The answer to this question will depend on usage and circumstances. Firstly, an average user with little knowledge of server management may consider it unnecessary and prefer to pay for one.
At the other extreme are those organizations that need to make all of their software and hardware resources available to their employees over the Internet. In these cases, the company may determine that creating one is the best option to manage data and resources without relying on third parties.
There are also networking and Linux students and enthusiasts who can take advantage of this to create a dedicated VPN with which to do their testing. So as you can see, it is up to the user and their circumstances to determine whether it is worth doing so.
In conclusion, having your own dedicated VPN is almost always a good idea for managing your personal data. But bear in mind that it takes effort to manage it.
Create an IPsec VPN server on Linux
Before we start, we need to talk about the staging environment and some prerequisites we have to meet.
First, for the tutorial to be possible we have to run it on a clean installation of Debian 11, Ubuntu 20.04, Rocky Linux 8, or Alma Linux 8. By clean installation, we mean that it does not have any additional software installed.
In addition to this, it has to be a server with at least 4 GB RAM and 2 CPU Cores. And with root access credentials.
With this in mind, we can get started.
To create an IPsec VPN server on Linux, we have the help of an installation script that will do the whole procedure for us.
This script will give us a username and password, but we can define it from the installation.
First, we are going to generate a secure password randomly for the VPN
openssl rand -base64 10
You’ll get an output screen like this
u2juWyRzp7DgUrp3
Remember that this will be the password we have to define for our users.
Now generate another string of characters that will serve as a pre-shared key
openssl rand -base64 16
Sample Output:
hGR7wyZ3d6U3FeFqafYe
With this, we can start downloading and executing the script mentioned above.

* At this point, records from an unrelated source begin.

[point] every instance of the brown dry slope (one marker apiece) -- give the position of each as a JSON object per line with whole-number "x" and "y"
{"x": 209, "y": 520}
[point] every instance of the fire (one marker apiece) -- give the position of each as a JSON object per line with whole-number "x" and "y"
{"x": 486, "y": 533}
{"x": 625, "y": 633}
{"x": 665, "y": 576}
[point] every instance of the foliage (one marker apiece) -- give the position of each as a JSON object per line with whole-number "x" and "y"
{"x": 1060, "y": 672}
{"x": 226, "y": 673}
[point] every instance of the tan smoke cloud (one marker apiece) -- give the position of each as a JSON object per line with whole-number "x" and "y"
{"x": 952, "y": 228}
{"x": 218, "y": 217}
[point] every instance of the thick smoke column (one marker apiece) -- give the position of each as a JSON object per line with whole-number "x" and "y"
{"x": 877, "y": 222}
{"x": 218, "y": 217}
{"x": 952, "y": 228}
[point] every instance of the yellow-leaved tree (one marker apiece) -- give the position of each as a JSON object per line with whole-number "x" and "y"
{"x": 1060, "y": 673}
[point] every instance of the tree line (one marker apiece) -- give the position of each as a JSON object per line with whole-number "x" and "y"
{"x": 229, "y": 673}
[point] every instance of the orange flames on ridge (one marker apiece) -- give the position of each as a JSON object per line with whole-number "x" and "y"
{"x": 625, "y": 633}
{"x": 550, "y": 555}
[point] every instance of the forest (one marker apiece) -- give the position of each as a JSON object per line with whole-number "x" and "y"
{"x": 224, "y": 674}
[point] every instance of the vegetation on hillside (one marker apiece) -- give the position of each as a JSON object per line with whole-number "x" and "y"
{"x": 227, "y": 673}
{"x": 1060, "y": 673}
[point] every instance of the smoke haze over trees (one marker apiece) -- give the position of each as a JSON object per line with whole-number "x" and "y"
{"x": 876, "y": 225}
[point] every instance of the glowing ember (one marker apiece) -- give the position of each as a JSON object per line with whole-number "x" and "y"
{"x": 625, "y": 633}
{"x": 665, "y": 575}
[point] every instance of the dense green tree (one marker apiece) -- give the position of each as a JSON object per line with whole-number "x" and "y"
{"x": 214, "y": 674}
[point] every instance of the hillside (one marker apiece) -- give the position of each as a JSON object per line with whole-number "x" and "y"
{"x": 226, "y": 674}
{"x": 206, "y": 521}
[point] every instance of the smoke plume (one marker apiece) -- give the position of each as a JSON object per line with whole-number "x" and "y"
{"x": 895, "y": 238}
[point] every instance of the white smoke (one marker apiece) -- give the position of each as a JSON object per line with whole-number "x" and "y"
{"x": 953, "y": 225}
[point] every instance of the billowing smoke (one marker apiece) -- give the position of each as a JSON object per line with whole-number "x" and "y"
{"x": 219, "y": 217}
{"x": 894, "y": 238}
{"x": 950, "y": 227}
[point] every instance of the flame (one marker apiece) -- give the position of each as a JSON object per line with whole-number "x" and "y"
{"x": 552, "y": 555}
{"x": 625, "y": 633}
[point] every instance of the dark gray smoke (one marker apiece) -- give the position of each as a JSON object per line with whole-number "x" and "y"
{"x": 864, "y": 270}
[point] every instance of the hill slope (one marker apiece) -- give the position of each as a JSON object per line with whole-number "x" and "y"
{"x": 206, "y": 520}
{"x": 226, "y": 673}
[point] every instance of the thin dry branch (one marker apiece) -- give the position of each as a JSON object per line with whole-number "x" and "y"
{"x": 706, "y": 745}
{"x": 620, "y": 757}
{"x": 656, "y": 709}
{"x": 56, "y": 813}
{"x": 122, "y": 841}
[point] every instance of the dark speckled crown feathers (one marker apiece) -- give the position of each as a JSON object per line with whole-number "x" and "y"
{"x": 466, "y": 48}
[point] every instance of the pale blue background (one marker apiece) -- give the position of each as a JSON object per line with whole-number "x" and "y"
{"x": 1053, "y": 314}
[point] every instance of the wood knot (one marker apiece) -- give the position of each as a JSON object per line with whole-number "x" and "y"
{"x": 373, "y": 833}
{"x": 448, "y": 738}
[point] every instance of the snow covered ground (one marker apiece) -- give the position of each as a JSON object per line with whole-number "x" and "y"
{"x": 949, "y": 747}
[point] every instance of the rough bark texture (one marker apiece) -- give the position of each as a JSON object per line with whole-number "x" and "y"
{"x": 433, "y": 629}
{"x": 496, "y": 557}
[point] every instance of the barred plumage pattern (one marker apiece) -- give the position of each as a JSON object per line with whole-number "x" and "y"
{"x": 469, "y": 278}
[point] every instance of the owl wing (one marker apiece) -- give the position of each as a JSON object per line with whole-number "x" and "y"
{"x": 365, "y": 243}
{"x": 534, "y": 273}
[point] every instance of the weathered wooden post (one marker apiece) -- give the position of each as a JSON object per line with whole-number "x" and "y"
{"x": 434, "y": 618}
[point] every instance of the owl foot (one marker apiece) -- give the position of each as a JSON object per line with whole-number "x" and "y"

Regarding Debian and Ubuntu, just run this command
wget https://git.io/vpnsetup -O vpnsetup.sh && VPN_IPSEC_PSK='hGR7wyZ3d6U3FeFqafYe' VPN_USER='user' VPN_PASSWORD='u2juWyRzp7DgUrp3' sudo sh vpnsetup.sh
And for Rocky Linux 8 / Alma Linux 8 you have to run this command:
wget https://git.io/vpnsetup-centos -O vpnsetup.sh && VPN_IPSEC_PSK='hGR7wyZ3d6U3FeFeFqafYe' VPN_USER='user' VPN_PASSWORD='u2juWyRzp7DgUrp3' sudo sh vpnsetup.sh
Remember that the values of `VPN_IPSEC_PSK`, `VPN_USER`, and `VPN_PASSWORD` have to be set with single quotes.
Once the script starts, it will start the entire process of installing dependencies and configurations.
In the end, you will see a screen like the following with the login credentials that you have to write down because you will need them when connecting to a client.
Adding/removing a new VPN User
We have created an initial user, but over time it is necessary to create others. To achieve this, we have another script called `add_vpn_user.sh`.
First, download it
wget -O add_vpn_user.sh https://raw.githubusercontent.com/hwdsl2/setup-ipsec-vpn/master/extras/add_vpn_user.sh
And then, create the new user using the following syntax:
sudo sh add_vpn_user.sh 'username' 'password'
There, you have to replace `username` with one of your own and assign it a secure password.
And to remove it, you have to download and run the script `del_vpn_user.sh`.
wget -O del_vpn_user.sh https://raw.githubusercontent.com/hwdsl2/setup-ipsec-vpn/master/extras/del_vpn_user.sh
And run it as follows:
sudo sh del_vpn_user.sh 'username'.
Replace `username` with the user you want to remove.
Conclusion
Having a secure VPN is possible on Linux thanks to the IPsec protocol. In this post, we have told you in detail how to create IPsec VPN Server on Linux.